• Michigan: Public School Employees Seek U.S. Supreme Court Review on Taxability of Retirement Benefits
  • August 7, 2017 | Authors: David M. Kall; David D. Ebersole; Michelle Rood
  • Law Firms: McDonald Hopkins LLC - Cleveland Office; McDonald Hopkins LLC - Cleveland Office
  • In 2011, Michigan lawmakers passed 2011 PA 38 and related legislation, which made substantial revisions to the income tax levied on individuals, including retirees. Of special significance is that for taxpayers born between 1946 and 1952, the legislation eliminated the existing exemptions for retirement and pension income, though the exemptions for Social Security income and several other types of income remain in place while the taxpayer is less than 67 years old.

    Background

    Thomas Okrie is a retired a Michigan public school teacher, born in 1946. He retired in July 2000. In the case, Okrie represents a proposed class of similarly situated retired Michigan state and public school employees who were born after 1945, and who retired before 2011 P.A. 38 went into effect.

    The legal action began in July of 2013, when the plaintiff filed his complaint alleging a breach of contract against various state entities, including the then-governor Rick Snyder, the State Employees Retirement System, and the Michigan Public School Employees Retirement System. In September, the complaint was amended to include, among others causes of action, several constitutional claims, such as violations of the contract clause, the takings clause and the due process clause under the state and federal constitutions.

    Okrie, and all of the proposed class members, had begun receiving pension benefits from their retirement plans prior to the effective date of 2011 PA 38. The crux of the plaintiffs’ stance is the unlawfulness of the allegedly retroactive application of 2011 PA 38 and related laws, which eliminated the tax exemptions for the retirees’ defined-benefit pensions, even though, they say, the exemptions are entitled to protection under the contracts clause, as set forth in several state and U.S. Supreme Court decisions.

    Retroactive application of laws is disfavored

    The petitioners assert that as a general matter, retroactivity is disfavored, because it “can deprive citizens of legitimate expectations;” statutes may not be applied retroactively “if they abrogate or impair vested rights.” The presumption against retroactivity is based on “[e]lementary considerations of fairness[,] which dictate that individuals should have an opportunity to know what the law is and to conform their conduct accordingly; settled expectations should not be lightly disrupted.”
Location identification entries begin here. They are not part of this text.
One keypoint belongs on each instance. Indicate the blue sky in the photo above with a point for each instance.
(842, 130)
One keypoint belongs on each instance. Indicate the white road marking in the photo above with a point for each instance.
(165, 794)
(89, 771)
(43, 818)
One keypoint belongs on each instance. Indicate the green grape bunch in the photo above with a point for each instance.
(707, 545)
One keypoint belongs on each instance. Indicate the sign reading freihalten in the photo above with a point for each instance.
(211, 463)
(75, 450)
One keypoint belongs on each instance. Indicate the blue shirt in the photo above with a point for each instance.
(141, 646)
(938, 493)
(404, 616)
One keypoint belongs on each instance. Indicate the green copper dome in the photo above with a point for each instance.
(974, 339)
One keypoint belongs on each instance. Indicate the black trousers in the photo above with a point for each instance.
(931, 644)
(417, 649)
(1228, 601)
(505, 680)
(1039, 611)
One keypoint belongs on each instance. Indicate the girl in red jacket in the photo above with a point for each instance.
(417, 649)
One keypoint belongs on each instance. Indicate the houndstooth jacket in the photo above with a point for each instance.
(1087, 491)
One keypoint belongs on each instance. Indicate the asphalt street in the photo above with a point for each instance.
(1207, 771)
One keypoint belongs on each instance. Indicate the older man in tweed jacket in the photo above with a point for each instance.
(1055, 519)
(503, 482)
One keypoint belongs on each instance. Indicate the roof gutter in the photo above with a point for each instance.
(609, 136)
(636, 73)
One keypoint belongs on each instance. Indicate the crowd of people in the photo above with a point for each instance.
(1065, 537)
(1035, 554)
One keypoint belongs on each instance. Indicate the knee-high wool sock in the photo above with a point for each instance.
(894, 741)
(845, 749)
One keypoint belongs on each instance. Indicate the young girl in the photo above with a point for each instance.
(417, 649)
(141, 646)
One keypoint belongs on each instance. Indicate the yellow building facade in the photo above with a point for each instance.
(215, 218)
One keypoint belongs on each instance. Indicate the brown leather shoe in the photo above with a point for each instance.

    Additionally, Okrie contends that 2011 PA 38 would impermissibly attach new legal consequences to certain events, such as the retirees’ irrevocable retirement decisions, which were completed before the law’s enactment. Okrie further argues that “the retroactive application of 2011 P.A. 38 upsets [petitioners’] ‘reliance interests’ and ‘settled expectations’ that their defined-benefit pensions were not subject to state or local taxation after they retired based upon the law in effect at the time of their retirement.”

    Constitutional claims

    Next, petitioners contend that the statute’s retroactive application runs afoul of the federal contracts clause because it operates as a substantial impairment of a contractual relationship. It does this, they argue, by taking away the deferred compensation that petitioners earned for their years of governmental service.

    Similarly, the petitioners argue that “the retroactive application of 2011 P.A. 38 also violates the takings clause,” which protects against a governmental seizure without just compensation. Here, the taking deprives the petitioners of "’an integral part of their retirement benefits…which they [] earned as deferred compensation in exchange for their years of governmental service…after vesting in one of the State's public pension plans.”

    As for their due process argument, petitioners assert that the allegedly retroactive application of the law violates "’elementary considerations of fairness.” Through an analogy to a case from 1806, they stress that “fairness is the primary motivating factor supporting the presumption against retroactivity.”

    Predictability is needed for adherence to the law

    Finally, petitioners quote a legal scholar for the proposition that all laws should be prospective, open, clear, and stable. To that end, the retroactive application of 2011 PA 38 impinges on the rule of law, and compromises its ultimate goal of guiding the behavior of those subject to it.

    Okrie and the others filed their cert petition in the United States Supreme Court on June 28, 2017.